Busco al viejo de la noche anterior; recorro pasillos y habitaciones vacías, gritando en voz alta si hay alguien allí. Nadie responde. Todas las paredes están igualmente renegridas; ahora casi tengo la seguridad de que la hacienda fue presa de algún enorme incendio, que arrasó con todo. Me encamino a la habitación de las voces, entro despacio. Siento una opresión extraña al hacerlo. Compruebo que es un barracón grande, vacío y en el mismo estado de abandono que todo lo demás. ¿Y entonces las voces, y todo lo que escuché?
Decido marcharme sin averiguar más, olvidarme de la experiencia nocturna. Tengo necesidad de llegar a Cuetzalan y averiguar lo que ha pasado con el hombre a quien debía ayudar. Con cierta dificultad abro el portón de entrada. Lo cierro y volteo para ver por última vez la fachada de aquel derruido sitio.

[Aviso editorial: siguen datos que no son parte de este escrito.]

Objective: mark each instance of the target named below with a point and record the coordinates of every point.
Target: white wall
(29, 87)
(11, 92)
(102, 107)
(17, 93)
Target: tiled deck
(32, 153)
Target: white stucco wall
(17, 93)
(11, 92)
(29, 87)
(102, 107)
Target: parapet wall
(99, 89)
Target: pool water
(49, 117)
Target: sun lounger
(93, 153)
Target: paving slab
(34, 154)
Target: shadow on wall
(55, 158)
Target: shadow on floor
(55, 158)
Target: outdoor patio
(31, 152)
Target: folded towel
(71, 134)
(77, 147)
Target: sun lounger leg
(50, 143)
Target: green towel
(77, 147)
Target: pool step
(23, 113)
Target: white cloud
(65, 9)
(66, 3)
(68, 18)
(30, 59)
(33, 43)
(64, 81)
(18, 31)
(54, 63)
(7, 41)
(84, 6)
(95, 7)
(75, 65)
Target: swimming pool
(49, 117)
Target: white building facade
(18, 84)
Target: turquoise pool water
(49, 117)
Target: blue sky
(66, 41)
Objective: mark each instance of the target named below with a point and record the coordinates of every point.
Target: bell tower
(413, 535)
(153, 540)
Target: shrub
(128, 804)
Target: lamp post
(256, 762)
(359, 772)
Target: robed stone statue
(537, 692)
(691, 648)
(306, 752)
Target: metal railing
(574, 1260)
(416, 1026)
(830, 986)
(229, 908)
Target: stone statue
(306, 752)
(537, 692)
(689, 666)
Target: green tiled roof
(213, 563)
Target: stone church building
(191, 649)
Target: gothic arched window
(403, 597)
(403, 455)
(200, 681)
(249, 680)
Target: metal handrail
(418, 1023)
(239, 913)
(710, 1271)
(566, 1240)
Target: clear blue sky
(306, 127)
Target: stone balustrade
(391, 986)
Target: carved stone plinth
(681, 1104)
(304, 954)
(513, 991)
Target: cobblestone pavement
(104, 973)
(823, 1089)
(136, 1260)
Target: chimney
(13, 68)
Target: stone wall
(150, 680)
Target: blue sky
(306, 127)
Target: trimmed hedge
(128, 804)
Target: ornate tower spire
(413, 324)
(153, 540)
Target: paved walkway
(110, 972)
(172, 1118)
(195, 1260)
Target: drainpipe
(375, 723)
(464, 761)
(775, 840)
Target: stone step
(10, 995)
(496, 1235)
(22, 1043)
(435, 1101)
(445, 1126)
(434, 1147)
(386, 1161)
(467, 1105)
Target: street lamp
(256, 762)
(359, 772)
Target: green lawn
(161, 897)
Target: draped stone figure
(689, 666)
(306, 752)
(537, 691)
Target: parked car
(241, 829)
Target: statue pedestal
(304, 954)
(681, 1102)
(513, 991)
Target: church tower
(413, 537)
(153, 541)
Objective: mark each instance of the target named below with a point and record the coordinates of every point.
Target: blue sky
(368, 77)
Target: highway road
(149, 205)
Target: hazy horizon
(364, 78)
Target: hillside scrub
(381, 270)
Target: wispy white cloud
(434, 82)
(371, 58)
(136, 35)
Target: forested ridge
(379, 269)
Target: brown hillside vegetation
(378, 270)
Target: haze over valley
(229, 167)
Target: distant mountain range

Es entonces que me doy cuenta de una placa que se alza sobre la pared frontal al lado izquierdo del portón.
“En memoria de los hombres, mujeres y niños, que murieron en la aciaga noche del 2 de noviembre de 1910 en el incendio de esta hacienda. Que sus cuerpos y almas descansen eternamente en paz”.
Un escalofrío me recorre todo el cuerpo, a pesar de la tibieza del sol que ya se levanta radiante. No quiero pensar más en el hombre que me ha permitido cobijarme allí la anterior noche, ni saber nada de nada. Llego hasta el automóvil y a pesar de la humedad todavía persistente de mi ropa, siento un alivio, una comodidad especial al abordar y cerrar la portezuela; acciono la llave de encendido y prendo la radio, continúa en Radio Universal y el riff de “Paranoico” de Black Sabbath, suena lúdico y poderoso. Ja, ja, ¿qué significa esto, una broma traviesa del destino? ¿Ha estado jugando conmigo? Pongo velocidad, me aferro al volante y piso el acelerador con fuerza.